The most boring advice is the most effective: drink more water. But it’s not just "water." You want your urine to be almost clear.
Dietary changes are nuanced. Many people think they should stop eating calcium. That is actually a mistake. If you don't eat enough calcium, the oxalate in your gut has nothing to bind to, so it travels to your kidneys instead. You want to eat calcium with oxalate-rich foods (like spinach or beets) so they bind in the stomach, not the kidneys.
Watch the salt, too. Sodium forces your kidneys to leak more calcium into the urine, which is basically providing the raw materials for a new stone.
Actionable Steps for the "Stoned"
If you suspect you're dealing with a stone right now, or you've just finished the ordeal, here is the roadmap:
- Strain your urine. If you pass the stone at home, catch it. A lab can analyze its composition. Knowing if it's calcium oxalate vs. uric acid changes your entire prevention strategy.
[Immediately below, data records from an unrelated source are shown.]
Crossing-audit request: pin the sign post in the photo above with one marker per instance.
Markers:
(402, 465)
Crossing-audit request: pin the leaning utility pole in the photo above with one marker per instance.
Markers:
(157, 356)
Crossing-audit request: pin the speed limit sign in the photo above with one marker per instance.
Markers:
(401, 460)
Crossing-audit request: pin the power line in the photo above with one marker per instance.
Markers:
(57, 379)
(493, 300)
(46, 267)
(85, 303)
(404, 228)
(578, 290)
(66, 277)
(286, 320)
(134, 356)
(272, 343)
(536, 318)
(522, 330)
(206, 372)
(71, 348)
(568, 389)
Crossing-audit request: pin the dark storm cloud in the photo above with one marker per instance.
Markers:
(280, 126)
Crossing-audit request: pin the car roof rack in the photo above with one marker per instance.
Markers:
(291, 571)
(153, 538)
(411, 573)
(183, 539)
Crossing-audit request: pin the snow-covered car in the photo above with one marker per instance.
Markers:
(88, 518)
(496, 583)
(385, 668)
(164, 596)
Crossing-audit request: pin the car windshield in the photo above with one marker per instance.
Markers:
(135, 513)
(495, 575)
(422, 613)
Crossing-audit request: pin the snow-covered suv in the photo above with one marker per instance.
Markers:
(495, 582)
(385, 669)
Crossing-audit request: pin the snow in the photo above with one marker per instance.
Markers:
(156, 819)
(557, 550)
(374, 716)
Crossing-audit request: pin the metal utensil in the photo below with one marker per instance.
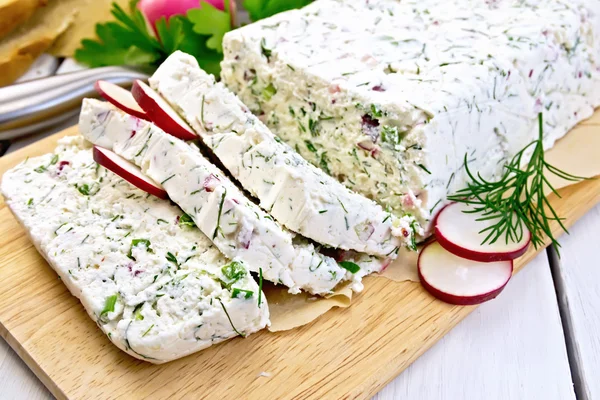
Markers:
(34, 105)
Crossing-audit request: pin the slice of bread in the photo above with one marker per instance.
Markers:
(15, 12)
(20, 48)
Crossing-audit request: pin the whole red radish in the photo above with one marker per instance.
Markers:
(155, 9)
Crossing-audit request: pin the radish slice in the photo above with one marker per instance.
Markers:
(458, 232)
(120, 98)
(127, 171)
(160, 112)
(460, 281)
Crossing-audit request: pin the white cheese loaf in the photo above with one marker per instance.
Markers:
(298, 195)
(238, 227)
(393, 95)
(158, 288)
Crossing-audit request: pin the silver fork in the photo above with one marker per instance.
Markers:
(38, 104)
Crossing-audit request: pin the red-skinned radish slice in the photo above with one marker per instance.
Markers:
(128, 171)
(460, 281)
(120, 98)
(160, 112)
(459, 233)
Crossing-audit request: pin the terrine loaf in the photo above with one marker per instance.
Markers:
(238, 227)
(298, 195)
(158, 288)
(391, 97)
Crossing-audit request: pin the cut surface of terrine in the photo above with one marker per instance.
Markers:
(238, 227)
(391, 96)
(159, 289)
(298, 195)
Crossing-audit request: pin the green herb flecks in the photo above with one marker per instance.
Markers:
(311, 147)
(265, 50)
(376, 111)
(139, 242)
(88, 190)
(219, 216)
(233, 272)
(391, 135)
(171, 258)
(109, 306)
(241, 293)
(350, 266)
(519, 192)
(186, 220)
(268, 92)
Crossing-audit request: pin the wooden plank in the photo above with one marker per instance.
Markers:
(350, 353)
(510, 348)
(577, 277)
(16, 380)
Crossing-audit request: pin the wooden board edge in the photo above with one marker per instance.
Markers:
(31, 363)
(371, 389)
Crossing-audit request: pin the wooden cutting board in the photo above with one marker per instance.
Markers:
(347, 353)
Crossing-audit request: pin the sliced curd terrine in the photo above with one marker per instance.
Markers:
(298, 195)
(238, 227)
(158, 288)
(391, 96)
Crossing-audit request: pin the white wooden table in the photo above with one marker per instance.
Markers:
(540, 339)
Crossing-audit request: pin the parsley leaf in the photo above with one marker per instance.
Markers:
(130, 41)
(209, 20)
(350, 266)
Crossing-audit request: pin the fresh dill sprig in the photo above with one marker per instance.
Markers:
(517, 200)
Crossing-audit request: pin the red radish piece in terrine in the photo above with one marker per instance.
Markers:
(459, 232)
(127, 171)
(460, 281)
(160, 112)
(120, 98)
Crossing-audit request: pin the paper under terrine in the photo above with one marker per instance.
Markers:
(158, 288)
(391, 96)
(237, 226)
(298, 195)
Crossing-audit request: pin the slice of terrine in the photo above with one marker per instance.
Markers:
(298, 195)
(158, 288)
(238, 227)
(393, 96)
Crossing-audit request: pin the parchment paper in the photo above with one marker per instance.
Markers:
(577, 153)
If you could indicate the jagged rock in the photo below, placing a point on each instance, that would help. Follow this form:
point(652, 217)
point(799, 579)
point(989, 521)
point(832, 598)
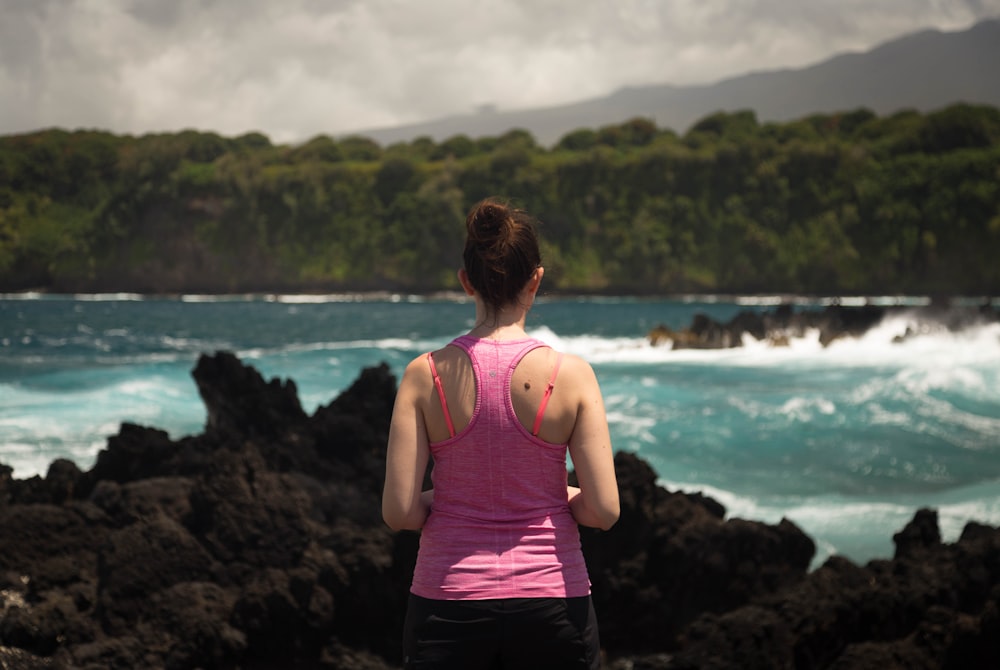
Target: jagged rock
point(259, 544)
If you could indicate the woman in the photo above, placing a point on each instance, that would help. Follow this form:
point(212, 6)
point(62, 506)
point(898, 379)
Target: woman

- Request a 24-hour urine collection. Once the crisis is over, this test measures exactly what's going on in your chemistry. It's the only way to know if your body is dumping too much salt or not enough citrate (a natural stone-inhibitor).
- Check your supplements. High doses of Vitamin C can actually metabolize into oxalate. If you're a "mega-dose" person, you might be accidentally building stones.
- Add lemon to everything. Citrate is your best friend. Real lemon juice in your water helps prevent crystals from sticking together. It’s one of the few "home remedies" that actually has solid urological backing.
- Monitor for the "Triad of Trouble." If you have a stone and experience a fever over 101°F, uncontrollable vomiting, or an inability to urinate at all, stop reading and go to the ER. These are signs of an obstructed, infected kidney.
Dealing with what happens when you have kidney stones is a lesson in patience and pain management. It's a physical reminder that our internal chemistry is a delicate balance. Drink up, watch your salt, and keep an eye on those flank twinges.